## Introduction
This notebook is intended as a guide to my current toy project of making a
reinforcement-learning based chess-playing program. It's inspired by alphazero, 
but it's more just a tool for me to learn a bit about reinforcement learning than anything else. In other words: Don't take it too seriously.
    
The program is built in multiple layers.   

* The first layer is the basic game mechanics of chess: Move around on the board, find legal moves, print out board positions and moves etc. Chess is implemented, but there are some elements missing. In particular there is no rooking, no en passant, and no draws forced from repeated moves.   These can be added, but I felt that the subset of chess currently implemented is fine as a "minimum viable chess", for the purposes of this project. 

* The second layer is about gameplay.  How to play against an opponent, how to run tournaments and score the performance of the participants in the tournaments.   At this time the only tournaments are between two players, but they do play a number of matches 

* The third layer is about reinforcement learning.  In particular deep reinforcement learning.    It is by far the least mature of the three layers, but it is complete to the extent that it is possible to put run tournaments between players that are defined by artificual neural networks implemented using Flux.jl.

This notebook will  present each of these layers and how to access them as a developer.   The first thing to do is to include the "chez.jl" file.  This will load all the necessary libraries, and run some unit tests etc.

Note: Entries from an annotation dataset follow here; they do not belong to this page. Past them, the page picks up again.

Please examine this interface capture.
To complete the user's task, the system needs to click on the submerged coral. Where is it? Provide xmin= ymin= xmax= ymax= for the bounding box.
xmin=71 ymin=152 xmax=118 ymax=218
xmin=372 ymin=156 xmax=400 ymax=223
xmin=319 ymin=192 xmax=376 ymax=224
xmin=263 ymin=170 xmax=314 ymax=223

Some of these unit tests involve playing a short turnament, so don't be alarmed if it says so.

    
    

In [26]:
include("chez.jl")

LoadError: LoadError: invalid redefinition of constant ChessBoard
in expression starting at /Users/rmz/git/AI/chezjulia/chessboard.jl:8

## Chess pieces



With that in place, let's look at the chess pieces and the chess board.

There is a type for every color and every type of piece (rook, pawn, etc.)  It all comes together in the struct ChessPiece found in the pieces.jl file.

     struct ChessPiece
       color:: Color
       piecetype:: PieceType
       printrep:: String
       unicode:: String
     end

The "printrep" is a single character written description of the piece. Black pieces are given upper case names (like "P" for black pawns).   The "unicode" is a unicode chess symbol character, so for a black pawn it would be "♟".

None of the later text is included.